There are two big problems with relational SQL databases: the storage and the query language. The two aren't separate concerns. While projects like this might fix the storage issue, they will never be simple or fast without also changing the query language too.
SQL doesn't fit the column/array paradigm well. There are extensions that attempt to close the gap, but they are slow and complex compared to just fixing the query language. Operations like windowed queries and aggregates can be painfully slow because of the mismatch between SQL and the ordered data.

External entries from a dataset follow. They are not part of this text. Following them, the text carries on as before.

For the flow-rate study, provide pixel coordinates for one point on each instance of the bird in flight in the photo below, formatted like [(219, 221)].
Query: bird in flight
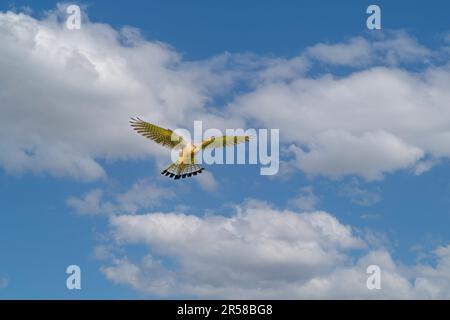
[(186, 165)]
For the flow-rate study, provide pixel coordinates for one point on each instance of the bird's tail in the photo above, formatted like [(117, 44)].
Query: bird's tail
[(177, 170)]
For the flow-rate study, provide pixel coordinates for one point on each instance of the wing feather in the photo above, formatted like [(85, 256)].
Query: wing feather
[(165, 137)]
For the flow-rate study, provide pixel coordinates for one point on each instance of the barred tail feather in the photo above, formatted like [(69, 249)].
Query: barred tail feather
[(177, 171)]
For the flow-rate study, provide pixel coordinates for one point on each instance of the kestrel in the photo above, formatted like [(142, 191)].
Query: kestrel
[(186, 165)]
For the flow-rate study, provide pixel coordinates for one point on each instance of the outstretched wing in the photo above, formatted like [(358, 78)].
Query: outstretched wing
[(165, 137), (224, 141)]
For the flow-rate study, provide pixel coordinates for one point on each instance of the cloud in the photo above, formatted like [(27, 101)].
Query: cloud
[(3, 282), (359, 195), (390, 48), (78, 89), (142, 195), (207, 181), (367, 123), (305, 201), (262, 252)]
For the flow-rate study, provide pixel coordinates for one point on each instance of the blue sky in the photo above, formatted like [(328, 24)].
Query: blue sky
[(262, 65)]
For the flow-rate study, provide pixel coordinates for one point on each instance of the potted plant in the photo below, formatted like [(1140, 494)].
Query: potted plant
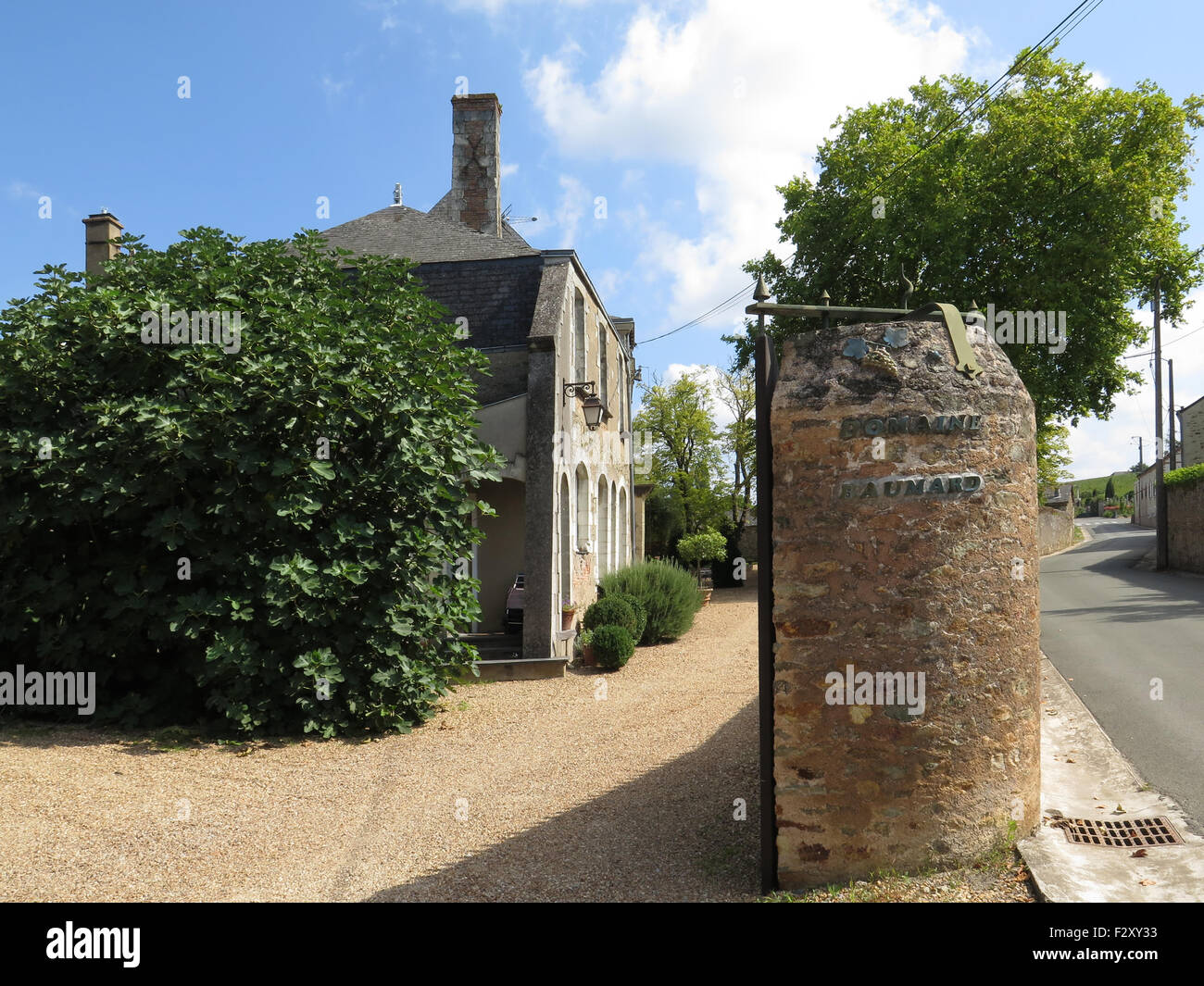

I would absolutely love to work on a product that attempts to fix the query issue at the same time as working on the storage and interface issues. You don't need an obscure APL-like language, just something that promotes using the properties inherent in time series to the front.
Also, it is a bit weird to say you are not trying to compete with the likes of KDB then go on to say how good you are at its core competencies. As always, eagerly awaiting the TPC-D benchmarks and comparisons to the heavy hitting time series dbs out there, not the easily crushed FOSS products (except for maybe AeroSpike that I wish I had more experience with).
1. It seems to not be optimized for speed (but it's difficult to say since the license forbids publishing benchmarks).
2. It's not open source.
I'm not sure if moving to another db system would be beneficial, but I would be very grateful if accessiblity could be much less of a hack
The solution to larger processing simply seems to be loading the files and batching them through whatever processing we want and storing the output in a proper database - which can then be queried instantly.
For a lot of time series data, this does seem like a pretty decent approach.
It's not that storage isn't available, it's easy to store terrabytes of data. But really fast storage is still expensive and rare. Being able to compress time series data to 3-5% of the raw value allows keeping most in memory, speeding up reading writing and analysis.
InfluxDB is quite good at that but unfortunately, they struggle storing many small datasets.
How would you go about deleting a users data upon request?
You can also use any column-oriented relational database with a time-based partition key and do the same thing.
At least in my experience, historians are rarely recommend for complex or ad-hoc queries. Typically you just pull the data (by tags) into another application and do your data processing there. It looks like in timeseriesdb lets you execute complex queries in the database. Historians typically only let you fetch data by tag and you need a metadata (e.g. asset management) framework on top to organize the data (e.g. give me avg temp every 5 minutes by sensor). It looks like with timeseriesdb you can have strings/text as fields within the timeseries table, which removes the need (to some degree) to join the data with a seperate metadata database.
I've also never heard of anybody using these commercial historians for time series data you'd see from non industrial processes (e.g. stock data, price tracking, GPS location of people or moving assets, time between clicks on a website,etc).
All that being said, OSISoft PI and AF have their warts, but OSISoft has been around for a while and PI has been battle tested in various industries (e.g. Oil & Gas, Manufacturing). It's closed source and you have to pay for it, so it's probably not attractive to startups and smaller companies. But it does come with a support organization if you need it and can pay for it. And IME data retrieval from PI is extremely performant!
- Full indexing and secondary index support.
- Support for transactional semantics
- Support for living along side relational data - including foreign keys to the relational data.
- Full trigger and constraint support
- Support for all of Postgres's native data types including JSON(B) and GIS location data.
Glad to see open source tools in this space gaining traction.